(This blog originally appeared in Public Finance magazine.)
Community budgets that pool funding for services could dramatically improve mental health provision. This ‘whole place’ approach should be backed in the Spending review.
Public Finance recently reported that the Treasury was set to expand the use of ‘whole place’ or community budgets in the forthcoming spending review.
Pooled budgets have for a long time shown great potential to improve outcomes for vulnerable or marginalised people while improving value for public money. Nowhere is this more evident than in the range of services that come into contact with people facing or living with mental ill health.
Many mental health services, for children and adults, are already commissioned jointly by health and local government, bringing health and social care services into single teams. This can help to foster the kind of integration that many other health services are now striving to achieve for people with long-term physical conditions.

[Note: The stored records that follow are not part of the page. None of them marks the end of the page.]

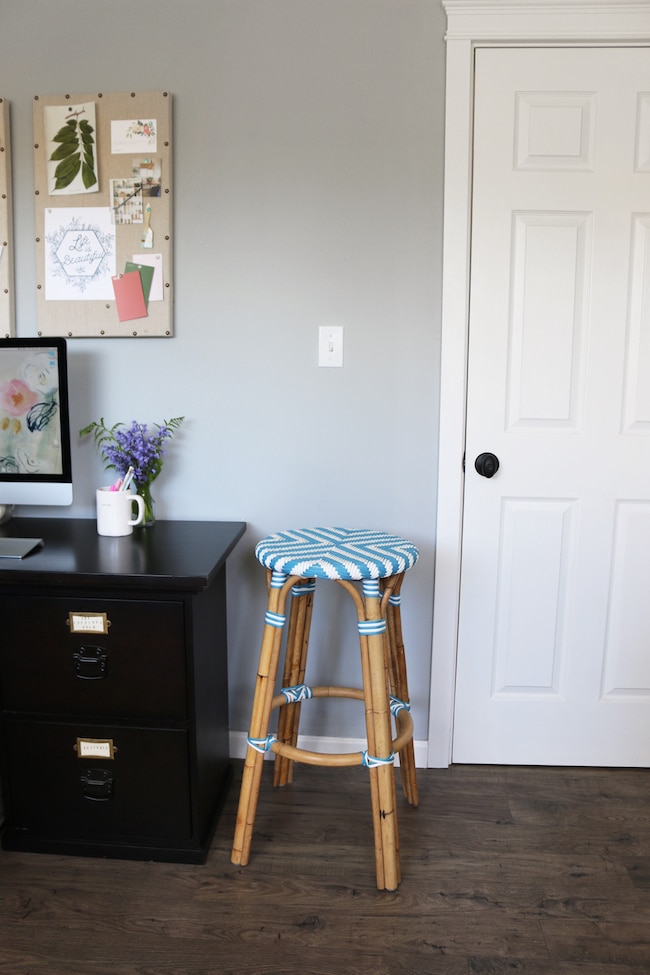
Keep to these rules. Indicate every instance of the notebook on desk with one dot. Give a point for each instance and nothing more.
(18, 548)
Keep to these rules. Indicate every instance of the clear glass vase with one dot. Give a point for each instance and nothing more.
(144, 490)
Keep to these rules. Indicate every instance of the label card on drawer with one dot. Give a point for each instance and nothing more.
(95, 748)
(88, 622)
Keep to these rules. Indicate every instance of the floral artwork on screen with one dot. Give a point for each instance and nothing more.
(30, 427)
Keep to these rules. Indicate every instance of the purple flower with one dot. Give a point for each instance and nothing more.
(134, 446)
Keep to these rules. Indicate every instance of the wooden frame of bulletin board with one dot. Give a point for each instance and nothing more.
(6, 227)
(103, 199)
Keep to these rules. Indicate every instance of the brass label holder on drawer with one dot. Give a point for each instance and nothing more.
(88, 622)
(95, 748)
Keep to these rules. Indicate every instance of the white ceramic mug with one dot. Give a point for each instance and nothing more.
(115, 511)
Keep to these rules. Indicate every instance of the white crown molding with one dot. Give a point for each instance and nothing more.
(538, 21)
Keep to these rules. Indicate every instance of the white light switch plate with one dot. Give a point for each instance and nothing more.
(330, 345)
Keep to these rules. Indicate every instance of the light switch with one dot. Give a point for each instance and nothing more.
(330, 345)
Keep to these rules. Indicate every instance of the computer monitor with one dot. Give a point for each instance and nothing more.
(35, 465)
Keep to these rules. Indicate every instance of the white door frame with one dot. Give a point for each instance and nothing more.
(472, 24)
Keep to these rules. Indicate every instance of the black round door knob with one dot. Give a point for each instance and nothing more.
(487, 464)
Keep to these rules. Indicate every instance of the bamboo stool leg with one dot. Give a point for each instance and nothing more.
(259, 726)
(294, 674)
(399, 681)
(379, 757)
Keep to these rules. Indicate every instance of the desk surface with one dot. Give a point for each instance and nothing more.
(180, 555)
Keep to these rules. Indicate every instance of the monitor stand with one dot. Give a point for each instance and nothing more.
(18, 548)
(15, 548)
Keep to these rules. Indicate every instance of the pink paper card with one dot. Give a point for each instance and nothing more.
(129, 296)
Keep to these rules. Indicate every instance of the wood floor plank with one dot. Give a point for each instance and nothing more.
(505, 871)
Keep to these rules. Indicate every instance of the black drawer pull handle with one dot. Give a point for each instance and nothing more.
(97, 785)
(90, 663)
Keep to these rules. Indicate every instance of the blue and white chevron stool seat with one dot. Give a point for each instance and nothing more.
(370, 566)
(336, 553)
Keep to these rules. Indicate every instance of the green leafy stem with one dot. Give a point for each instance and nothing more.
(74, 139)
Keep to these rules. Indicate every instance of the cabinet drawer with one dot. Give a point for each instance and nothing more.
(136, 669)
(142, 792)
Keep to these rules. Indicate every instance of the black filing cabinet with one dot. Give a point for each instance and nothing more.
(113, 689)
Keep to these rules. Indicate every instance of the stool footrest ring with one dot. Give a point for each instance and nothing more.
(338, 759)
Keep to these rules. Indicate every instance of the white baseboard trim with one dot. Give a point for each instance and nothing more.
(238, 740)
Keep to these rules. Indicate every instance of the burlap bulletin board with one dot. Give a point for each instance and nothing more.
(103, 192)
(6, 227)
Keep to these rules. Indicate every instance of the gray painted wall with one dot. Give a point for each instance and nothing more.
(308, 191)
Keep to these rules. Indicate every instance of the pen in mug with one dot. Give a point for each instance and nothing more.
(128, 477)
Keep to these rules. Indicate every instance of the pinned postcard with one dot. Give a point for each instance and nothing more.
(126, 201)
(154, 261)
(129, 296)
(134, 135)
(148, 170)
(71, 151)
(79, 253)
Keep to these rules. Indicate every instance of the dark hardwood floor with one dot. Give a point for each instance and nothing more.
(505, 871)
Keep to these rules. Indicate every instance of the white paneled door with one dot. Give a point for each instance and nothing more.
(554, 629)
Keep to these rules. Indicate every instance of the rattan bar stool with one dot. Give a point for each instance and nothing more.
(294, 561)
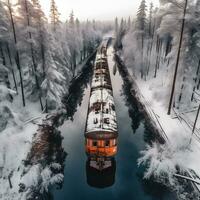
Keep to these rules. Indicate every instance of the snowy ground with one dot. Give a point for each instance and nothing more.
(175, 129)
(15, 143)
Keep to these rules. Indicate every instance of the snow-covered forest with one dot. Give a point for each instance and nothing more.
(39, 56)
(161, 47)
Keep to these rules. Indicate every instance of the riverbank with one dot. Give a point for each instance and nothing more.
(32, 156)
(172, 129)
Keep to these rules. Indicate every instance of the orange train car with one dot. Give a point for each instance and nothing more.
(101, 125)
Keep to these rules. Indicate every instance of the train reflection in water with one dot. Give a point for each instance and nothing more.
(101, 125)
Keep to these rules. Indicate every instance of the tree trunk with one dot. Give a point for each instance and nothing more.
(177, 60)
(11, 64)
(32, 56)
(17, 59)
(195, 81)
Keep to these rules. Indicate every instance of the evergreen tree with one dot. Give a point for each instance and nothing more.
(54, 15)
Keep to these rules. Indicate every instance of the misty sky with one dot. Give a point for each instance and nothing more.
(93, 9)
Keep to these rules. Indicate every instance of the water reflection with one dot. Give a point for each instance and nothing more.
(100, 178)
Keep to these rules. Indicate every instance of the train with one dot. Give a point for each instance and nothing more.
(101, 124)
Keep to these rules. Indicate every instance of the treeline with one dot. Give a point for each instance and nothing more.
(163, 44)
(39, 58)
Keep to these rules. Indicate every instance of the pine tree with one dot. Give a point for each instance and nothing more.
(54, 15)
(141, 23)
(17, 56)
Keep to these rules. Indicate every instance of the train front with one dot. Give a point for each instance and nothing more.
(101, 125)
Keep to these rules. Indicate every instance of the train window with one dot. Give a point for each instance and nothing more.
(107, 143)
(106, 121)
(94, 143)
(95, 121)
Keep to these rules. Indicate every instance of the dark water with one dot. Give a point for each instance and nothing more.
(124, 180)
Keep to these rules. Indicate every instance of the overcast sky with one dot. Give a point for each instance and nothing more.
(96, 9)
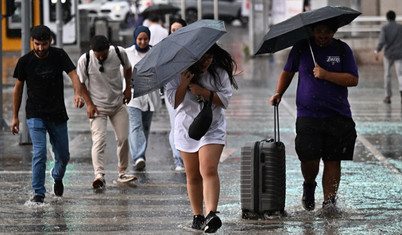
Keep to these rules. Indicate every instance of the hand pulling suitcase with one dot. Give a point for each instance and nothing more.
(262, 176)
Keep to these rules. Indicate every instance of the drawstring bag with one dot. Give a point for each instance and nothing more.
(203, 121)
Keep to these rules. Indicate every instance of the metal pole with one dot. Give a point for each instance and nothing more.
(216, 10)
(25, 48)
(183, 9)
(3, 124)
(259, 19)
(59, 24)
(199, 9)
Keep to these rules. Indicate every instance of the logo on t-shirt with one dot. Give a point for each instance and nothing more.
(333, 59)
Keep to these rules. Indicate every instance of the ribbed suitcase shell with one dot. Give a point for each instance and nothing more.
(262, 179)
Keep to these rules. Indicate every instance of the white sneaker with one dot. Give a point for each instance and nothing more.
(139, 164)
(179, 168)
(124, 178)
(99, 181)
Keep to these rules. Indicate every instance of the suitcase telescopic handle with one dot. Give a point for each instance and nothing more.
(276, 124)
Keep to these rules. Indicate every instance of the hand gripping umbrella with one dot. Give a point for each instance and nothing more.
(174, 54)
(298, 27)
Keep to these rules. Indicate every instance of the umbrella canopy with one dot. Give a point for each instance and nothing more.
(174, 54)
(288, 32)
(160, 9)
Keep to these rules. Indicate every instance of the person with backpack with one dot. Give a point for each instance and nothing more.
(324, 125)
(102, 89)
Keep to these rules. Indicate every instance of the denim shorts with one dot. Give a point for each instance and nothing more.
(331, 139)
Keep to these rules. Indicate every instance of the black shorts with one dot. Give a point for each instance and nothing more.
(332, 139)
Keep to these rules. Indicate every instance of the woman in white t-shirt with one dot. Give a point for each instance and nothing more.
(212, 73)
(141, 108)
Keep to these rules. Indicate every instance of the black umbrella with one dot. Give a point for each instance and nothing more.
(161, 9)
(288, 32)
(174, 54)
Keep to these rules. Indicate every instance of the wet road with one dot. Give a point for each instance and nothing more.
(369, 194)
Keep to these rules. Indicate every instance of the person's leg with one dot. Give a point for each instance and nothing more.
(37, 131)
(308, 147)
(310, 170)
(331, 178)
(99, 129)
(178, 161)
(58, 136)
(398, 68)
(120, 122)
(194, 181)
(387, 77)
(136, 135)
(209, 156)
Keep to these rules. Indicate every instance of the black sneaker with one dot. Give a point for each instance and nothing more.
(308, 200)
(198, 222)
(329, 208)
(99, 182)
(58, 187)
(212, 222)
(38, 199)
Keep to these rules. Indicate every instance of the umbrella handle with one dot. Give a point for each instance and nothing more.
(311, 50)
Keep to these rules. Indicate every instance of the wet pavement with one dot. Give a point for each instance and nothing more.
(369, 194)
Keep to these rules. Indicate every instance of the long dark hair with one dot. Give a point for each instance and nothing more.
(221, 59)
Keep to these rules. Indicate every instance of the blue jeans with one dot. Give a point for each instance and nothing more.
(140, 125)
(58, 136)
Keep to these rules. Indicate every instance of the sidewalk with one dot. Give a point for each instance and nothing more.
(369, 194)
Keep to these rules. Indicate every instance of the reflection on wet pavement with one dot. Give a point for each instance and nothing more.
(157, 203)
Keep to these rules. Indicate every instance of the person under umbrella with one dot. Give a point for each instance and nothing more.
(212, 73)
(178, 161)
(324, 126)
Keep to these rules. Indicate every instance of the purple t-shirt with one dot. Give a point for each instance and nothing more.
(315, 97)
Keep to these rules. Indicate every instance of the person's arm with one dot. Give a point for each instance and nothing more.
(341, 79)
(186, 77)
(127, 92)
(283, 83)
(78, 102)
(17, 97)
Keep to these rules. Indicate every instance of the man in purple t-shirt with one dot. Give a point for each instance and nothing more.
(324, 126)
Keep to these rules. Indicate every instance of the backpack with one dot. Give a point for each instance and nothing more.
(118, 55)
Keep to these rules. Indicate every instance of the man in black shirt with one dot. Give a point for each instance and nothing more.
(42, 71)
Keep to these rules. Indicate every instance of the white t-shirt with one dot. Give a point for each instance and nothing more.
(105, 88)
(150, 101)
(189, 109)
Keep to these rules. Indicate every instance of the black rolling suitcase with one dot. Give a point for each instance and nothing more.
(262, 176)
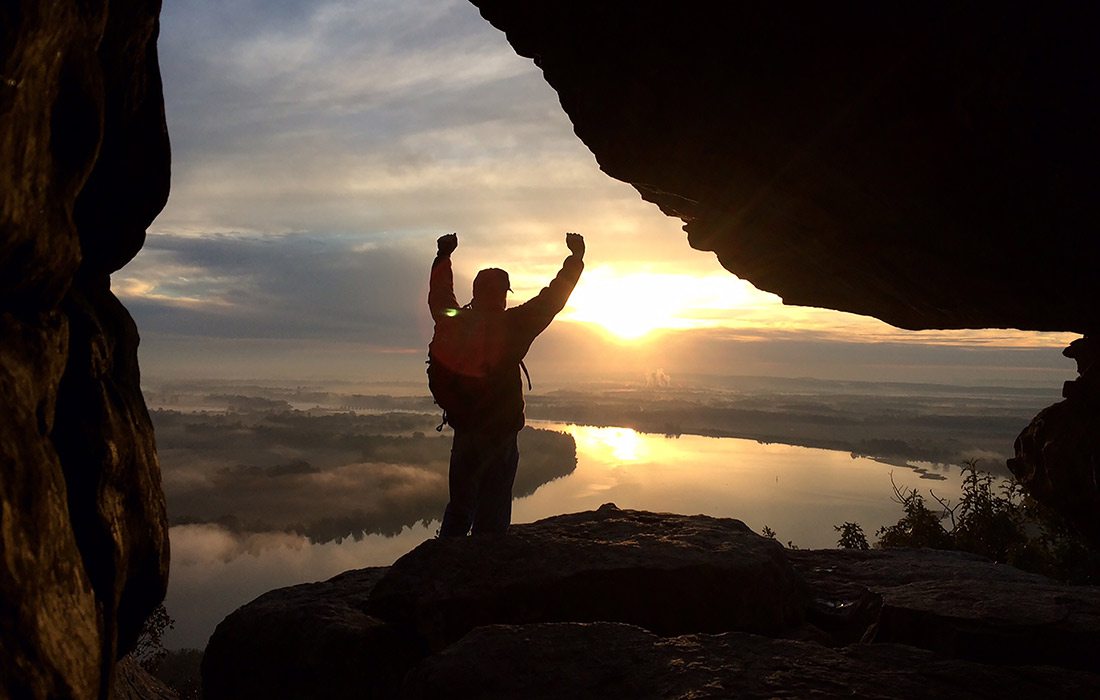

But it represents the tip of the iceberg of what might be achieved through a more comprehensive and wide-ranging approach to pooling public service budgets around people, families and communities.
The government’s mental health strategy, No Health Without Mental Health, set out two key aims when it was published in 2011: to improve the mental health of the nation, and to improve the lives of people with mental health problems.
Achieving both of these goals requires concerted action, not just from health and social services but also from schools, housing and employment services, the police and many others. People who face homelessness, who are out of work and who experience violence or abuse, for example, have a high risk of mental ill health. And people with mental health problems are more likely to lose work, get into debt, have poor physical health and have problems with drugs or alcohol.
Unless all of the necessary services come together to meet the whole needs of people with mental health problems, none will achieve their intended outcomes and the overall cost of this missed potential will run to many millions.
Work Programme providers, for example, will struggle to help people with mental health conditions to sustain paid work if they are not working closely with local health services. Likewise, mental health services get better outcomes where more of their service users are in paid work and to achieve this they need to integrate health and employment support.
Yet on the ground health and employment services have found joining up to be difficult. Different funding systems, outcome measures and incentives pull services apart rather than drawing them together, and joining up is achieved only by working ‘against the odds’.
Many of the most promising interventions to improve mental health and reduce health inequalities take time to produce tangible financial benefits. Children with early starting behavioural problems have a nineteenfold greater risk of being imprisoned as well as higher rates of teenage pregnancy, suicide and unemployment. There is a range of highly effective parenting interventions yet only a small proportion of families who need them are offered help.
The benefits of these schemes far exceed their costs and represent excellent value for money. But these benefits take time to be realised in full and they don’t predominantly accrue to the budgets of the services that pay for them.
The costs of mental ill health – to individuals, families, the economy and public services alike – are so great that the benefits of pooling budgets to invest in effective, early interventions will be substantial.
For local authorities, community budgeting offers one way of bringing a range of services together to reduce some of the biggest health inequalities in our society.